In group mode the measurement is run on every
(segmentation[i], intensity_image[i]) pair in turn, writing results into
each segmentation layer's features. See the
Working with groups section for
the broader pattern.
The result is merged into the segmentation layer's features table and the napari
Features Table dock is opened automatically with the segmentation layer selected.

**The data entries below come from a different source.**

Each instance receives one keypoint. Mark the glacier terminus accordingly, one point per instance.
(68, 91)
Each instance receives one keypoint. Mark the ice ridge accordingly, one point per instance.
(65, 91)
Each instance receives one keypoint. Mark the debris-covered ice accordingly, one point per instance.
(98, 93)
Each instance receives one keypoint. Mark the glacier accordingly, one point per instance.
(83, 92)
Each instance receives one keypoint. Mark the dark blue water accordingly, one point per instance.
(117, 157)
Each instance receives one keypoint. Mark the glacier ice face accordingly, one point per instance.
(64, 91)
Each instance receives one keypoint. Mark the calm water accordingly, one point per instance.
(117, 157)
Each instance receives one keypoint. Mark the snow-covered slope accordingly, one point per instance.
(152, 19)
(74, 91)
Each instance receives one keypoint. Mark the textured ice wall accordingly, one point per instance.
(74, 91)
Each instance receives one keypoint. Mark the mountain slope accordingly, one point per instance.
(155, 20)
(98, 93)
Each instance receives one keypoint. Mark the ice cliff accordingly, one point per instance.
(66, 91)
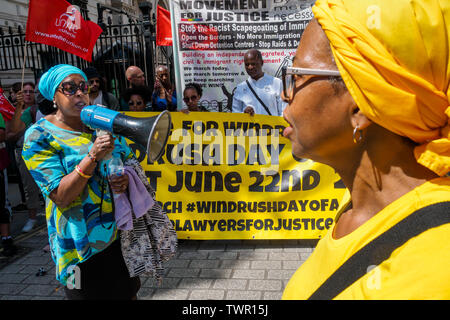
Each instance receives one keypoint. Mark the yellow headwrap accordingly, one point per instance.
(394, 58)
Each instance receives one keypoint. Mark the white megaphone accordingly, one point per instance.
(149, 133)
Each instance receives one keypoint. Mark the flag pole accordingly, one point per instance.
(23, 63)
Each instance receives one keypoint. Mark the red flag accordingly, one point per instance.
(163, 27)
(6, 108)
(59, 24)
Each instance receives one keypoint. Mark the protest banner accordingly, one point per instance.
(210, 39)
(59, 24)
(232, 176)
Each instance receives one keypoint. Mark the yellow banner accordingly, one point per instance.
(233, 176)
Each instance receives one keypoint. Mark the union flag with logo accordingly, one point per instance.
(6, 108)
(59, 24)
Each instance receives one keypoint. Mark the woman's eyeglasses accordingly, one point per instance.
(70, 88)
(191, 98)
(288, 74)
(135, 103)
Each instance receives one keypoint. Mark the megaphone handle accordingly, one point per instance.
(100, 133)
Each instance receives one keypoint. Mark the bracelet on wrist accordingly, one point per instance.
(92, 158)
(81, 173)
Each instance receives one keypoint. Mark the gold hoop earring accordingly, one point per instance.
(357, 135)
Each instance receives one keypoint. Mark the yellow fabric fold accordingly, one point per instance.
(394, 58)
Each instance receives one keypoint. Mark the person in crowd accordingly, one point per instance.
(164, 94)
(191, 97)
(136, 79)
(97, 94)
(260, 93)
(9, 249)
(67, 161)
(24, 116)
(370, 99)
(137, 99)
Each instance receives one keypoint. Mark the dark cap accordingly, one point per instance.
(91, 72)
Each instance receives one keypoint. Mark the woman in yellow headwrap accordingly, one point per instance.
(376, 108)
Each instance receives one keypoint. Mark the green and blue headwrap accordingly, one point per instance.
(54, 76)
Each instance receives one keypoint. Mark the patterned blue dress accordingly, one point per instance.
(79, 231)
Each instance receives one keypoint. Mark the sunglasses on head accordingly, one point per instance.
(191, 98)
(70, 88)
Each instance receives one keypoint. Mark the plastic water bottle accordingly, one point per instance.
(115, 168)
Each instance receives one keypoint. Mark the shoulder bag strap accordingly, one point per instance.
(380, 248)
(260, 101)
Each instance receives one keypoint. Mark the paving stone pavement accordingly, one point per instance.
(201, 270)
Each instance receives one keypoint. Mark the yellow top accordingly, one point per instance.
(419, 269)
(393, 57)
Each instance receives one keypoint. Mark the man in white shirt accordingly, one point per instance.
(267, 88)
(96, 94)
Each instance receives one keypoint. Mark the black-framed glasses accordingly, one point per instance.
(192, 98)
(70, 88)
(135, 103)
(288, 74)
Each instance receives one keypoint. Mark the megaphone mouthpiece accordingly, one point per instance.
(151, 133)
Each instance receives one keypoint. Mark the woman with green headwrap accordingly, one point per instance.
(64, 157)
(368, 95)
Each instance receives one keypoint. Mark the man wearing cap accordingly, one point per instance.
(96, 94)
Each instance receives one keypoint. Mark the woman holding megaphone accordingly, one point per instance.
(63, 156)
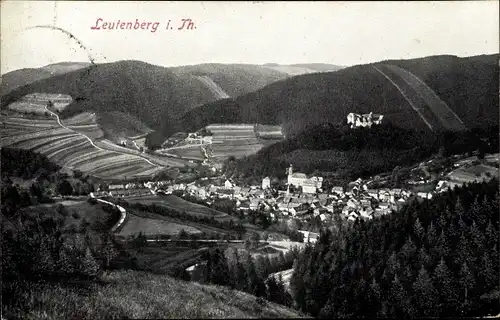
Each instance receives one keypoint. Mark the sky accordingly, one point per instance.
(341, 33)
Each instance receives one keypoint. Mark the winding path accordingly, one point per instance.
(123, 213)
(92, 142)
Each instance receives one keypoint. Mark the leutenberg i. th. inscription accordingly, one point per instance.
(228, 159)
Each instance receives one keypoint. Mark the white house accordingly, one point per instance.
(228, 184)
(266, 183)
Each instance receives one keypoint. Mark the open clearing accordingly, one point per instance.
(76, 213)
(179, 204)
(78, 143)
(152, 227)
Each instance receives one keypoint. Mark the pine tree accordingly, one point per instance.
(424, 260)
(399, 297)
(447, 295)
(418, 230)
(488, 273)
(424, 294)
(393, 265)
(217, 268)
(374, 298)
(89, 266)
(66, 263)
(408, 250)
(431, 235)
(46, 263)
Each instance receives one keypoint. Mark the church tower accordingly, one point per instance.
(290, 172)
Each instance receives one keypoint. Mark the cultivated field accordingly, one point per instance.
(76, 213)
(36, 102)
(433, 111)
(152, 227)
(476, 173)
(176, 203)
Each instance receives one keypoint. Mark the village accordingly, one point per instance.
(304, 198)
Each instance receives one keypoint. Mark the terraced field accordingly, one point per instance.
(152, 227)
(179, 204)
(36, 102)
(436, 114)
(73, 144)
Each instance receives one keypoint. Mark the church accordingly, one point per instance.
(309, 185)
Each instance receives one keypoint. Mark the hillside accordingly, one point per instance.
(234, 79)
(139, 295)
(304, 68)
(469, 86)
(18, 78)
(423, 261)
(155, 95)
(350, 153)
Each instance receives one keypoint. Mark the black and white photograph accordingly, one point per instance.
(253, 159)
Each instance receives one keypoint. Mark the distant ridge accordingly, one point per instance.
(468, 86)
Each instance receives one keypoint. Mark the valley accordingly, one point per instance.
(240, 182)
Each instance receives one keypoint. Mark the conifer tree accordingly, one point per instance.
(447, 295)
(89, 266)
(424, 294)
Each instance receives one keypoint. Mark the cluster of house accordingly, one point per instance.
(311, 201)
(123, 190)
(364, 120)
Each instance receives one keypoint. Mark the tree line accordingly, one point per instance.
(351, 153)
(438, 257)
(238, 270)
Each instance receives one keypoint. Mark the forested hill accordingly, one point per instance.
(435, 258)
(468, 85)
(351, 153)
(24, 163)
(157, 96)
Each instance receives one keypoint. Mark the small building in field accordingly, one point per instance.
(266, 183)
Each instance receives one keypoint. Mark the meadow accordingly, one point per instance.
(77, 146)
(179, 204)
(140, 295)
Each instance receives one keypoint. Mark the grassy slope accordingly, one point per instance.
(15, 79)
(140, 295)
(234, 79)
(468, 85)
(155, 95)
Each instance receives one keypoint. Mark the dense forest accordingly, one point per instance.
(41, 179)
(351, 153)
(239, 270)
(438, 257)
(468, 85)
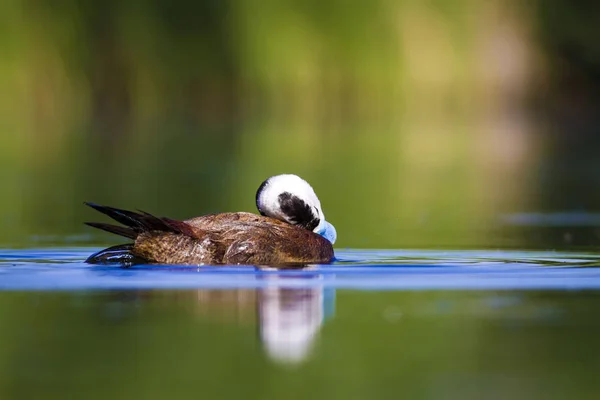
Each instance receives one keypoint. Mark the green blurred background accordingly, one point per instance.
(419, 123)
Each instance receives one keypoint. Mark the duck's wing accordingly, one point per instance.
(137, 223)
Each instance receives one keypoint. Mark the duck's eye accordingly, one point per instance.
(298, 212)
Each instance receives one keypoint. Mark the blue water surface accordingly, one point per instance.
(64, 269)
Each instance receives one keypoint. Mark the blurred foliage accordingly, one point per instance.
(414, 121)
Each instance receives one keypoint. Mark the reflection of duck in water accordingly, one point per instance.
(290, 229)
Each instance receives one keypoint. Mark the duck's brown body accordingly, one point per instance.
(228, 238)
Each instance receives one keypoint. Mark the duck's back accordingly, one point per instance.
(233, 238)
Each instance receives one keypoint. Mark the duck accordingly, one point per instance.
(290, 229)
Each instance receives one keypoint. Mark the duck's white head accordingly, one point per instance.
(291, 199)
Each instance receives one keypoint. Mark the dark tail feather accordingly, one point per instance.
(117, 230)
(120, 254)
(137, 223)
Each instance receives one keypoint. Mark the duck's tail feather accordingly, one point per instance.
(120, 254)
(137, 222)
(116, 229)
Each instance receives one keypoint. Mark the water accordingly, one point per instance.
(376, 324)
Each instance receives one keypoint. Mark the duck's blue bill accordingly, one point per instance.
(328, 232)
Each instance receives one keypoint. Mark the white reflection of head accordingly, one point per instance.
(289, 322)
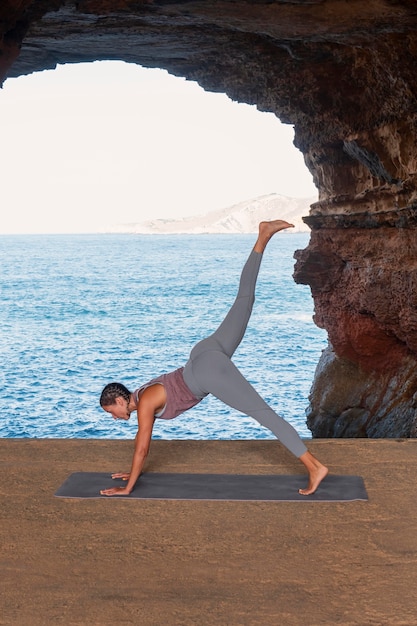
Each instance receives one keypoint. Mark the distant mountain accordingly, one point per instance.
(239, 218)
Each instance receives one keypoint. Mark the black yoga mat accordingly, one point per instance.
(216, 487)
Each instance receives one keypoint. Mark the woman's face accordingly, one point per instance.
(119, 410)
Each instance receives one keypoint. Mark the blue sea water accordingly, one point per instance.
(78, 311)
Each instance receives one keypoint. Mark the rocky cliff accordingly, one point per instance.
(344, 73)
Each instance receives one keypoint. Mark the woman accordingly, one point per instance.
(208, 370)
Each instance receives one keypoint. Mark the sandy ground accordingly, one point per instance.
(162, 563)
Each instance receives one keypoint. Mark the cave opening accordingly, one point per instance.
(109, 143)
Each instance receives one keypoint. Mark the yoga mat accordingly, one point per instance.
(216, 487)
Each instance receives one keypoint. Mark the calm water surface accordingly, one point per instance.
(78, 311)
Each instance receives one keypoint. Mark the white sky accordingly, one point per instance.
(87, 146)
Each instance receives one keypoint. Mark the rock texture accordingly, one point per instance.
(344, 73)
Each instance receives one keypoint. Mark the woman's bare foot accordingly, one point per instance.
(267, 230)
(316, 473)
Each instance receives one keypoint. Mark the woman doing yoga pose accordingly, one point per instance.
(208, 370)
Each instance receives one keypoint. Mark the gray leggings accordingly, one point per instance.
(210, 369)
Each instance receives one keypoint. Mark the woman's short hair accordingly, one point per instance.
(113, 391)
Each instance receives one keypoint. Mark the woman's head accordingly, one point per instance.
(111, 392)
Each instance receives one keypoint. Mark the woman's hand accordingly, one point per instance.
(115, 491)
(122, 475)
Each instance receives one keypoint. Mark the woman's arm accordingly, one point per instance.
(152, 399)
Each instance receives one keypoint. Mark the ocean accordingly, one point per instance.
(78, 311)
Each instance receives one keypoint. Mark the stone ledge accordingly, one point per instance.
(211, 563)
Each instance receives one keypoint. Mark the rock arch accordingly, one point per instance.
(344, 74)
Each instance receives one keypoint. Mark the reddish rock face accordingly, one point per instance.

Re-running the measurement on the same layer silently overwrites the existing
intensity columns; running a different measurement (e.g. Morphology) on the same
layer adds its columns alongside.
The columns added to layer.features are:
| Column | Description |
|---|---|
index |
Integer segment label ID |
mean_intensity |
Mean pixel intensity |
median_intensity |
Median pixel intensity |
max_intensity |
Maximum pixel intensity |
min_intensity |
Minimum pixel intensity |
std_intensity |
Standard deviation |
percentile_10 |
10th percentile |
percentile_25 |
25th percentile (Q1) |
percentile_75 |
75th percentile (Q3) |
percentile_90 |
90th percentile |
Saving the table
Use the Save as CSV button in the napari Features Table dock to export the features. For TSV / XLSX export, use the Save table button in the Table Manipulation Widget below.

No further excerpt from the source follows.